May 14th 2020 – By Anna Cotton

The power of data discovery

Originally published in Global Data Review.

Exonar started life as a forensic data discovery company, helping organisations which had suffered a data breach track their information. It’s now developed those capabilities to help clients extract the value in their data. Chief Executive Danny Reeves spoke with GDR about the importance of understanding data in order to extract its value.

I’d like to start with data as an asset, a term that is used more and more. What are the kinds of practical, concrete changes that need to be made for an organisation to start seeing data as an asset rather than a liability?

The best way for me to answer that is to describe the fundamentals of data discovery, because the vast majority of organisations don’t actually know what data they’ve got. A lot of organisations are applying data policy governance, and some of them are pretty good at it, and this is enabling them to build policies, to educate, manage people and processes. But the horse has already bolted because they’ve got this back-end of massive structured and unstructured data, and they usually don’t really know much detail about what is actually there.

Organisations often employ various resources and consultants to go and give them a report on what data they’ve got. But then, as you can imagine, that data is out of date the minute the report is produced. And there are very few systems that I am aware of on the market today which make a good job of continual data asset monitoring. And what I mean by that is, first of all, understanding what data you’ve got and then monitoring what you do with it and making sure that it continues to report and monitor what’s going on in the meantime – and therefore how effective your policy and governance processes are.
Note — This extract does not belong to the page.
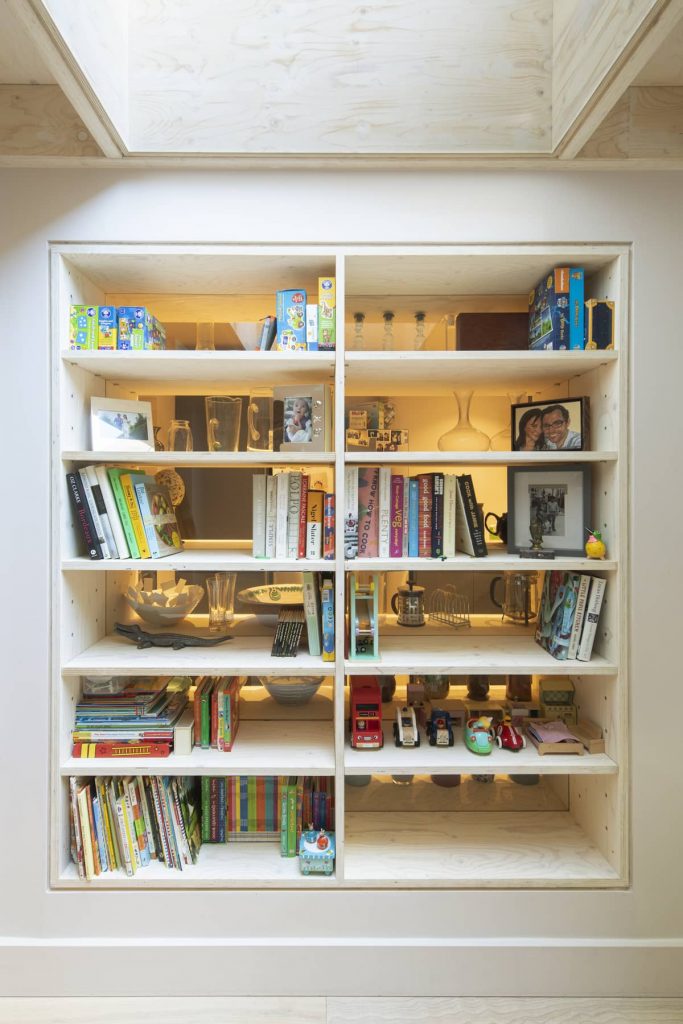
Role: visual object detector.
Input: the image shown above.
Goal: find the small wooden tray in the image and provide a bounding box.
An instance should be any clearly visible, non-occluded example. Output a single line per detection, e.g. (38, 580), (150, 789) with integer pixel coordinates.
(526, 732), (584, 754)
For me that’s fundamental.

In my experience and in the experience of people we talk to, when they’re completely frank and honest about what they’ve got, I haven’t yet found one person that can honestly say they know what they’ve got in detail, at depth. And if you think about that even further on, you can have the best business intelligence and analytics systems and processes in the world, but if you still aren’t feeding in enough of the detailed data, then they’re only going to be giving you output which is based on the data they’ve got.

Do you have an example?

I spoke to an organisation that manages loyalty schemes. This organisation manages some of the largest loyalty schemes of the largest retailers on earth, so they’re absolutely a data business and they have a whole bunch of data scientists who create outputs to inform their customers of sentiment and behaviours and all that sort of stuff. And I said, “That’s great, so you obviously understand all of your data at depth and at scale.” And the answer I got was; “Yes we do.” And it was followed by “However…”, and what they said was a lot of their data goes to the data science department and there’s a whole bunch of things the data scientists do with it and they don’t necessarily have clear visibility or tracking of all of that data. So it’s almost a dataset within a dataset. So even organisations that fundamentally survive on the basis of using data as an asset still admit that there are whole areas of their data estate where they don’t have a good understanding, a clear understanding of what’s in there. That goes right back to my first point, which is that organisations don’t really know what they’ve got or how to find it, how to identify what’s in it and how to use that easily.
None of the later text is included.